[Numpy-discussion] sampling based on running sums

Sat Jun 28 01:40:38 EDT 2008

On Fri, Jun 27, 2008 at 15:06, John Hunter <jdh2358 at gmail.com> wrote:
> I would like to find the sample points where the running sum of some
> vector

All non-negative, right?

> exceeds some threshold -- at those points I want to collect all
> the data in the vector since the last time the criteria was reached
> and compute some stats on it.  For example, in python
>
>    tot = 0.
>    xs = []
>    ys = []
>
>    samples1 = []
>    for thisx, thisy in zip(x, y):
>        tot += thisx
>        xs.append(thisx)
>        ys.append(thisy)
>        if tot>=threshold:
>            samples1.append(func(xs,ys))
>            tot = 0.
>            xs = []
>            ys = []
>
>
> The following is close in numpy
>
>    sx = np.cumsum(x)
>    n = (sx/threshold).astype(int)
>    ind = np.nonzero(np.diff(n)>0)[0]+1
>
>    lasti = 0
>    samples2 = []
>    for i in ind:
>        xs = x[lasti:i+1]
>        ys = y[lasti:i+1]
>        samples2.append(func(xs, ys))
>        lasti = i
>
> But the sample points in ind do no guarantee that at least threshold
> points are between the sample points due to truncation error.

Truncation error?

One reason you get different results between the two is that you are
finding the locations where the sum exceeds an integer multiple of the
threshold *starting from 0*. In the pure-Python version, you reset the
count to 0 every time you hit the threshold.

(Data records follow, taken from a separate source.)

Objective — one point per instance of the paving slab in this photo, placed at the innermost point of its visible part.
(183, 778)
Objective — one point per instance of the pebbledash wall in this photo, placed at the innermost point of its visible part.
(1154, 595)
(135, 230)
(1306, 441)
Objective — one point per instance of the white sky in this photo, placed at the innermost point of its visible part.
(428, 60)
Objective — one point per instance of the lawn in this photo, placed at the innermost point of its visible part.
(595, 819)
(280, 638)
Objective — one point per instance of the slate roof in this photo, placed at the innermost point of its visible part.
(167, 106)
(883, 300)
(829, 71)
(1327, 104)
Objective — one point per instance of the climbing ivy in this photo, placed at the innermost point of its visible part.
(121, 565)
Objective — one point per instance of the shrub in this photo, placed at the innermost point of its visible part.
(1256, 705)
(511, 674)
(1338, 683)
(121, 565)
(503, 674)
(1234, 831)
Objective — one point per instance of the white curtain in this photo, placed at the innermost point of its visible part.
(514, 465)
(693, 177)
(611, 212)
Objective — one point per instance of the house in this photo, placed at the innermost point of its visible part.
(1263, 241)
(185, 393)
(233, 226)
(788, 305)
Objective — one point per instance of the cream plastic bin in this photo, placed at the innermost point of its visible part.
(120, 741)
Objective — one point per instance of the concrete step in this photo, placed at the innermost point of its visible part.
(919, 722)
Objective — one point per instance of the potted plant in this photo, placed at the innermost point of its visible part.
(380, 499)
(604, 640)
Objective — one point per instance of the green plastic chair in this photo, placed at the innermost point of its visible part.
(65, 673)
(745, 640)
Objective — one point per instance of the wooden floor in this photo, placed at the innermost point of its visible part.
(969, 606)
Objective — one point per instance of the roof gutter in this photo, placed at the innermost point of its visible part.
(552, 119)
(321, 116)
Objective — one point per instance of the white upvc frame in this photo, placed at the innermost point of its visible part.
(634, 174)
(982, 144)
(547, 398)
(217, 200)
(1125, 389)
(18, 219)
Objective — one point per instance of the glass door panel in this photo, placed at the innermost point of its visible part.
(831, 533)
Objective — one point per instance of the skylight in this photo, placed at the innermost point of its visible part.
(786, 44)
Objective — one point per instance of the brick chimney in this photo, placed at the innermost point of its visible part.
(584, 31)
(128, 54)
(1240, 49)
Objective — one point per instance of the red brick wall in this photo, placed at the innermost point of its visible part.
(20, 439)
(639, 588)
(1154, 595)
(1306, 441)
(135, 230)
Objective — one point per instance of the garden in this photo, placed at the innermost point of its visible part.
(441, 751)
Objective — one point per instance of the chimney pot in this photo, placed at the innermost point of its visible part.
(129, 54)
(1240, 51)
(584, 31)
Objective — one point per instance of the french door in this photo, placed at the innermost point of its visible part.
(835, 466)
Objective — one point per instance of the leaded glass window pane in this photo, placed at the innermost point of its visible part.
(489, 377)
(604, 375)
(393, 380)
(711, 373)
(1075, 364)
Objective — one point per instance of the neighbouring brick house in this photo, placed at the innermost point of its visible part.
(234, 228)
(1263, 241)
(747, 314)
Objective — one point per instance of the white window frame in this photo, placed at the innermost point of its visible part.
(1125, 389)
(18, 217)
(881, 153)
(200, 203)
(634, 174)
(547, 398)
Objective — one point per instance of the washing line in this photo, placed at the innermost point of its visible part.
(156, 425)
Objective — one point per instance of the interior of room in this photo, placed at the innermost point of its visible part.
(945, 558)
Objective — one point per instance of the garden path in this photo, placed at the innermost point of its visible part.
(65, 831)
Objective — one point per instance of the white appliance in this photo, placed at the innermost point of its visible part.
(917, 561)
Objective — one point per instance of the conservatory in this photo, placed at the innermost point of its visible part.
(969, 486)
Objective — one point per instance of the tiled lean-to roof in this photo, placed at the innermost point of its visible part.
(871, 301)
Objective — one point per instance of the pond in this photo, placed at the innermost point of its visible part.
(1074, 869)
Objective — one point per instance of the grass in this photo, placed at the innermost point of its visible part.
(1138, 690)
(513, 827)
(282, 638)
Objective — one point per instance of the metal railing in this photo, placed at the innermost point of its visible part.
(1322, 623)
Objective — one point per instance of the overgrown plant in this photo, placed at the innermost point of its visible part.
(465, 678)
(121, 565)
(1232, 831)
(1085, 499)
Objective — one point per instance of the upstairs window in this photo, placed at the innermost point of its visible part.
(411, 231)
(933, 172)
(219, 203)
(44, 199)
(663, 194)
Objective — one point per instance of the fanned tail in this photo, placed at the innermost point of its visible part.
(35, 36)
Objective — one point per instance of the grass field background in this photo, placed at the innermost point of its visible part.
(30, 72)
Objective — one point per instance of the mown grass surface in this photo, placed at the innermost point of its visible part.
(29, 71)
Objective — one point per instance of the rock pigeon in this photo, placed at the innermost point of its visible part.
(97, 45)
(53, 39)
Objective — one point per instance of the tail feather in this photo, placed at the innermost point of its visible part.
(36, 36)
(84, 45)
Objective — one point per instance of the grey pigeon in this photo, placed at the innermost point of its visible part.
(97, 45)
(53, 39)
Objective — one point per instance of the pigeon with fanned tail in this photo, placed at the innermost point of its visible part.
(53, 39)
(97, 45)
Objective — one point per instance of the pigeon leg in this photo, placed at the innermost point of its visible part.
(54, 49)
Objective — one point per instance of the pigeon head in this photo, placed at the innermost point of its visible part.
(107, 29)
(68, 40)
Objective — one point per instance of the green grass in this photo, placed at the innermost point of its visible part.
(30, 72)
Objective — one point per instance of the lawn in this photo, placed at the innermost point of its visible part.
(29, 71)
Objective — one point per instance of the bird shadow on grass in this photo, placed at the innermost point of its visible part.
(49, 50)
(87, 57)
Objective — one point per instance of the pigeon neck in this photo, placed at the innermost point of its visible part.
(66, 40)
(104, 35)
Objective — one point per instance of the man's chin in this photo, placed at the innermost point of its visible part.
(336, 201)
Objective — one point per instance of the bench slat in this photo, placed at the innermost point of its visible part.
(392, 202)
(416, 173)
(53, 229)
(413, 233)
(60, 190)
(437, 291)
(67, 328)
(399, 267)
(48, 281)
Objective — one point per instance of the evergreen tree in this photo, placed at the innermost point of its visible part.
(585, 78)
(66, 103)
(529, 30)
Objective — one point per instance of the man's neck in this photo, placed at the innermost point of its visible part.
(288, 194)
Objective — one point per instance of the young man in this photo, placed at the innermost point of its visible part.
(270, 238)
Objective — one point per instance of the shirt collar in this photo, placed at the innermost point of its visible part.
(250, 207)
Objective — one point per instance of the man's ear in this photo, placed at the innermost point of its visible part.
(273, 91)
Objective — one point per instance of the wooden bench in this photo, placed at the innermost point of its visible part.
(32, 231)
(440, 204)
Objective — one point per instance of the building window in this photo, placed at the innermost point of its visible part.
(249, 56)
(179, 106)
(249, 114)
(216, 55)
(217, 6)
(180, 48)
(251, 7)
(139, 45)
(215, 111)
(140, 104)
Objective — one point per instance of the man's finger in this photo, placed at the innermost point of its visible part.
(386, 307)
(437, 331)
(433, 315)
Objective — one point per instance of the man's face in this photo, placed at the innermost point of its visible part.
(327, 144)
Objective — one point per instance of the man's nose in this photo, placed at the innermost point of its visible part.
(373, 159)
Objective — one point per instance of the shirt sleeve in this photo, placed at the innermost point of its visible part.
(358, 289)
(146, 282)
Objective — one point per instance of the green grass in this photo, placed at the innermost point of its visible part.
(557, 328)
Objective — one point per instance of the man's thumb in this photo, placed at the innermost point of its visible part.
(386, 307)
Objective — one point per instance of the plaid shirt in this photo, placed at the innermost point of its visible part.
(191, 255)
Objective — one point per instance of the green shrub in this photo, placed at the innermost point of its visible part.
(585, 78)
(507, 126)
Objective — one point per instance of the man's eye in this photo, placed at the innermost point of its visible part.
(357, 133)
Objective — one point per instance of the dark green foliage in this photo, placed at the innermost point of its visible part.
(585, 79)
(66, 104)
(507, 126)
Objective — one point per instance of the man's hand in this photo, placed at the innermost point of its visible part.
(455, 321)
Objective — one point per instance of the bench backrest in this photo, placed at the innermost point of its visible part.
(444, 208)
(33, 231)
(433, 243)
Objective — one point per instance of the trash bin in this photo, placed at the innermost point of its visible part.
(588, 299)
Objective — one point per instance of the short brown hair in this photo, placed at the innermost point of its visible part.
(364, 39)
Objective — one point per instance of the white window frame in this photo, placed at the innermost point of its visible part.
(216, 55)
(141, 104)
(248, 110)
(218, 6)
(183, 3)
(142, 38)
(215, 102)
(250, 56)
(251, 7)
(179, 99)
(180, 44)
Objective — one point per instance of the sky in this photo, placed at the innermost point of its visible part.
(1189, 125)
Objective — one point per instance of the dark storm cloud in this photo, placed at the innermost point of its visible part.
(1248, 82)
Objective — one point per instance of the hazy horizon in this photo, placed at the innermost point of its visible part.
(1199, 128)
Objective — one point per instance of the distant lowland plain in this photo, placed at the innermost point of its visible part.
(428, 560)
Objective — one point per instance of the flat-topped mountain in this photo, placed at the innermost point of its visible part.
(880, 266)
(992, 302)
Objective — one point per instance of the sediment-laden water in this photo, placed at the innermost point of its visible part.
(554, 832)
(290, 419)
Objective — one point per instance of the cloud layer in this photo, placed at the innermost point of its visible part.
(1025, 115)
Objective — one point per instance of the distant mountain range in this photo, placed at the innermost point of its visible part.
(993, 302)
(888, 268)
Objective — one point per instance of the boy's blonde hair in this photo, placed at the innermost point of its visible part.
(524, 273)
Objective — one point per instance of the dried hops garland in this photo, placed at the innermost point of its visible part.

Assuming that the data are all non-negative, the cumsum is sorted. So
use searchsorted() to find the next index the threshold is exceeded.
Separate the data into two parts by the index. Use the below part to
compute your function. Shift the above part down by the last value in
the below part to reset the sum. Rinse and repeat with the shifted
above part.

-- 
Robert Kern

"I have come to believe that the whole world is an enigma, a harmless
enigma that is made terrible by our own mad attempt to interpret it as
though it had an underlying truth."
 -- Umberto Eco